Modren Slavery est un titre qui introduit ce qui se passe en l’Afrique, en Haïti. Bref, vous voyez les problèmes des droits de l’homme, de l’enfant…je vous explique les premiers mots: Me be yi ya a nseng, mveng ya doung hé yéléééééé; (J’ai regardé dehors, il risque de pleuvoir). Loocking to the window, rain keeps folling (J’ai regartdé par la fenêtre, il pleut déjà) Loocking to Africa, Mothers keep crying. (En regardant vers l’Afrique, Mères ne pleurez plus). Locking to Haïti, crying, crying Ké yééééééééé. (J’ai regardé Haïti, que des pleurs, des pleurs et des pleurs…) Dites moi, avec un message comme celui-ci, vous voulez bien que je chante en pouffant de rire. Je pleure…Le temps est grave et quand je dis grave c’est vrai que dans notre société traditionnelle, c’est à travers des musiques et des instruments que beaucoup de messages passaient. Moi, je chante l’Afrique, je pleure l’Afrique quand il le faut, je l’honore et je l’exhorte au courage car la route est encore longue, à la détermination parce qu’il faut que les choses changent en bien. Mais dans la compréhension. C’est pour cela il faut être simple.

Sur un plan strictement musical, quelle est la nouveauté que vous introduisez lorsqu’on connait votre goût prononcé pour l’évolution de votre art?
A part le nouvel instrument « Le Mvet fou » je passe toujours par des pédales d’effets le mvet et le Ngomo. J’invite M. Binda Ngazolo dans un titre joué avec Trois Sanza (Pianos à pouces).
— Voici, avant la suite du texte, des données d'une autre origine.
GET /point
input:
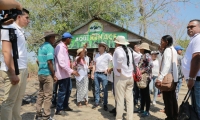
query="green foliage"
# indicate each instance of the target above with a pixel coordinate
(183, 43)
(65, 15)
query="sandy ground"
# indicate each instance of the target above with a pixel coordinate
(83, 112)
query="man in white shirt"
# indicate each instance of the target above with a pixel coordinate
(123, 71)
(136, 90)
(99, 73)
(191, 61)
(14, 85)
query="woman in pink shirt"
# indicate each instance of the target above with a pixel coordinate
(82, 80)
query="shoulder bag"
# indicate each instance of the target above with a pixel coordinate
(167, 83)
(136, 72)
(187, 111)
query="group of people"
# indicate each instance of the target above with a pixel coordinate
(56, 69)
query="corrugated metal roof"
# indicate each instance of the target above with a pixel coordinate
(124, 29)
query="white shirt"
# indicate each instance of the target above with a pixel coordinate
(137, 57)
(102, 62)
(168, 63)
(21, 44)
(156, 67)
(193, 47)
(87, 60)
(120, 62)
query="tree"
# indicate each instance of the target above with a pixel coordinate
(62, 15)
(153, 12)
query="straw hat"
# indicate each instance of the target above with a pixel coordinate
(105, 45)
(145, 46)
(49, 33)
(80, 50)
(154, 52)
(121, 40)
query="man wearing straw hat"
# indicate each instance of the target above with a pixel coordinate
(46, 75)
(99, 73)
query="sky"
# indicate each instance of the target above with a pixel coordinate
(189, 11)
(186, 12)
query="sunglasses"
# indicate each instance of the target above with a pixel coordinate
(192, 26)
(101, 46)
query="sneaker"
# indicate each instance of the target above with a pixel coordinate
(50, 118)
(62, 113)
(139, 111)
(145, 114)
(38, 117)
(105, 107)
(53, 106)
(113, 110)
(68, 109)
(95, 106)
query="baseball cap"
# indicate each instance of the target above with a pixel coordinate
(178, 47)
(154, 52)
(67, 35)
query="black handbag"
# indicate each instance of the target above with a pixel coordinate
(187, 111)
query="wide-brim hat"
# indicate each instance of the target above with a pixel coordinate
(80, 50)
(121, 40)
(178, 47)
(145, 46)
(105, 45)
(49, 33)
(155, 52)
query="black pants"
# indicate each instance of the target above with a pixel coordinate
(171, 105)
(136, 94)
(91, 87)
(145, 98)
(55, 89)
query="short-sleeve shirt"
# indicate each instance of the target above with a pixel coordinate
(192, 48)
(21, 45)
(102, 61)
(45, 53)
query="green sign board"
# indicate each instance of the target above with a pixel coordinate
(92, 38)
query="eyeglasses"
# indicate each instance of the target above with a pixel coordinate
(101, 46)
(192, 26)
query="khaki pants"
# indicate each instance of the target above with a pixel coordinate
(13, 95)
(44, 96)
(124, 89)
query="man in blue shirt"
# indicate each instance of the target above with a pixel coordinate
(46, 76)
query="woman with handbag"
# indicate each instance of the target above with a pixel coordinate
(145, 66)
(123, 84)
(168, 77)
(82, 81)
(155, 72)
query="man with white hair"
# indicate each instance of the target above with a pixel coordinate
(99, 73)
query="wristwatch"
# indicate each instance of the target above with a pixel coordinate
(190, 78)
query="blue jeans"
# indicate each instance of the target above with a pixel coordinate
(55, 89)
(152, 86)
(197, 96)
(97, 79)
(155, 89)
(178, 87)
(63, 94)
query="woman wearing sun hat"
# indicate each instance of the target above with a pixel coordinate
(145, 66)
(155, 72)
(123, 68)
(82, 80)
Le tam-tam d’appel est toujours au rendez-vous dans la musique d’Abakuya. Jimi le bassiste australien s’est aussi mis au tam-tam d’appel, c’est la preuve que la collaboration est bonne…Et nous avons enfin trouvé le style de musique dans lequel Abakuya va évoluer. La « Tribal Trad. Transe Underground »


journalducameroun.com)/n

Est-ce que vous avez déjà programmé la tournée de présentation de cet album?
Plus que jamais déterminé, nous travaillons actuellement pour la présentation du disque au Cameroun d’ici la fin de l’année 2011. Nous avons quelques concerts à Paris (Participation au festival Reflets d’Afrique à Tremblay le 8 et 10 juin), (Une carte Blanche le 25 juin au 59 de la rue de Rivoli à Chatelet à paris), (Un concert le 1er juillet à l’Alimentation Générale à Paris), (une participation à la clôture du festival de conte de Vassivières en août…) La suite viendra certainement

Où peut-on déjà se procurer votre dernière production?
Pour le moment, nous avons six titres du prochain Cd dans un étuit que nous vendons lors de nos concerts. Pendant ce temps, nous travaillons très dur pour la promotion et pour trouver distributeurs au Cameroun, Gabon, Guinée équatoriale, pays avec qui nous partageons l’Art du Mvet, du Ngomo, Flûtes pygmées et coquille d’escargot. Nous cherchons aussi ailleurs. C’est pour cela que je lance un vibrant appel à tous. Seuls nous n’y pouvons pas grand’ chose, donc nous avons besoin de toutes les mains. Je remercie le journal du Cameroun, je remercie le travail acharné de Mélanie Schavann, la chargé de Production du groupe Abakuya. Et je condamne la piraterie qui mine mon pays et bien d’autres encore.